Ela ainda questionou: "Já que o paciente vai receber o kit de qualquer forma, então por que passar pelo médico antes? Se o que eu decidir por conduta não fará nenhuma diferença em relação ao tratamento".
Os médicos do HFA afirmam que, apesar do descontentamento da equipe, as receitas pré-preenchidas continuaram sendo distribuídas pelo menos até julho deste ano.
A TV Globo tentou contato com o major Milson Faria, mas ele não quis gravar entrevista. Em nota, o HFA afirma que ele é chefe do Pronto Atendimento Médico (PAM), formado em medicina há mais de 20 anos e "atua no hospital com brilhantismo e dedicação, cabendo a ele o fornecimento das orientações sobre as dosagens dos medicamentos, a título de supervisão".
O que dizem especialistas
Segundo a Associação Médica Brasileira, além da infração no uso de receitas pré-assinadas, caso a prática tenha sido feita em larga escala, o problema é "muito maior".

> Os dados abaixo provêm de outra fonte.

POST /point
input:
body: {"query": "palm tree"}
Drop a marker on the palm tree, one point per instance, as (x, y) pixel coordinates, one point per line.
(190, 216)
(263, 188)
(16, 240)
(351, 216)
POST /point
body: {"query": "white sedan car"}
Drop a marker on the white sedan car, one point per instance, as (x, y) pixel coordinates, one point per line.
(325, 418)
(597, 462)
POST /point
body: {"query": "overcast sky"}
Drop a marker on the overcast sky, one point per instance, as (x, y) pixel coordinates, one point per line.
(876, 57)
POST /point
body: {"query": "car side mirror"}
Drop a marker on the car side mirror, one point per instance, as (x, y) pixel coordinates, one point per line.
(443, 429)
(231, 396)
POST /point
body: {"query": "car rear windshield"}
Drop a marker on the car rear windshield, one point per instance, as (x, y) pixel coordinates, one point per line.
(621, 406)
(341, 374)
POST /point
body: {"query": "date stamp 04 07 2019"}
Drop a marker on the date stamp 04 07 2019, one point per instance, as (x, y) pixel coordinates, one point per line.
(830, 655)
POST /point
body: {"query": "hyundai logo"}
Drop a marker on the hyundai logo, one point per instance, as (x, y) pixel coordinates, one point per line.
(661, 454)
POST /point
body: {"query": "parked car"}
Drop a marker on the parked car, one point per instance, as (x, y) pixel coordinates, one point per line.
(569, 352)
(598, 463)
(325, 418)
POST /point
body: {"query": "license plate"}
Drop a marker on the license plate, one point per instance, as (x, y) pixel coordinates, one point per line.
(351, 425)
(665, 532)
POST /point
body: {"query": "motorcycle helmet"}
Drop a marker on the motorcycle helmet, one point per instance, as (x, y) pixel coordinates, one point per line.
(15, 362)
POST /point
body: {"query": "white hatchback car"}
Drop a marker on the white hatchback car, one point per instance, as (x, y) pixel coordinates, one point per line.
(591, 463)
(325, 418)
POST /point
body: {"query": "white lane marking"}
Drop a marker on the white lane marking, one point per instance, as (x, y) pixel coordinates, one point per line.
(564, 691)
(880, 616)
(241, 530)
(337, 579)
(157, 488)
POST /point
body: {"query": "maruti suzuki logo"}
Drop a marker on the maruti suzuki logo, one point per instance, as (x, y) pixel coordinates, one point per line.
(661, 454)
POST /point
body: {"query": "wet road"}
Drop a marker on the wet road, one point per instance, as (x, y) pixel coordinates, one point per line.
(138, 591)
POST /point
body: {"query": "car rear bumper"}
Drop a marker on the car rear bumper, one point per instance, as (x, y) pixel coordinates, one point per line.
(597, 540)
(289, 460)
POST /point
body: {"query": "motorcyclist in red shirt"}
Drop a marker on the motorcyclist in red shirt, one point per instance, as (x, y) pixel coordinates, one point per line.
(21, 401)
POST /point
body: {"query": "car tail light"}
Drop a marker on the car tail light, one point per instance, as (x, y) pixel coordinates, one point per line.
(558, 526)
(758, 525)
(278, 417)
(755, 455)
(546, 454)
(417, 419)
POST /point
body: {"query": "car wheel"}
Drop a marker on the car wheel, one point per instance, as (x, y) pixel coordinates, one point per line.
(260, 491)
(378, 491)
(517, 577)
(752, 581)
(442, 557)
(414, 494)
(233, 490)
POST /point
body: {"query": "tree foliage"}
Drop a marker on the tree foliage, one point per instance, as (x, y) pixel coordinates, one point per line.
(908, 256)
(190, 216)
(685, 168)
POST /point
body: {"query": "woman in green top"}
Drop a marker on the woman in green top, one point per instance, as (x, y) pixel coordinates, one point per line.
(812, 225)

"O médico não pode fazer uma prescrição em massa, independentemente de quais condições, mesmo em um momento de pandemia", comentou.
O presidente da AMB, Cesar Eduardo Fernandes, lembra que cada paciente deve ser tratado de forma individual. "Portanto nenhum de nós médicos pode deixar uma receita assinada sem colocar o nome do paciente e a quem aquela receita se destina. Mais ainda, sem examinar e ver esse paciente", diz.
Já o infectologista Jamal Suleiman, do Instituto Emílio Ribas, diz que os remédios do Kit Covid, além de não terem eficácia contra o coronavírus, podem prejudicar os pacientes.
"O que a ciência tem de concreto é que esses remédios que foram postos naquilo que se convencionou chamar de Kit Covid, eles não servem pra nada, a não ser pra aumentar o faturamento do dono da farmácia. Não serve pra outra coisa."
O que diz o HFA
Em nota, o HFA informou que atendeu mais de 51 mil pacientes no pronto-atendimento médico durante a pandemia. O texto diz que "todos os médicos do hospital, sejam civis ou militares, tiveram a autonomia respeitada" e que todos os pacientes foram convenientemente atendidos.
Segundo a unidade de saúde, caso os pacientes solicitassem os medicamentos ditos "off label", tinham que assinar um termo de consentimento.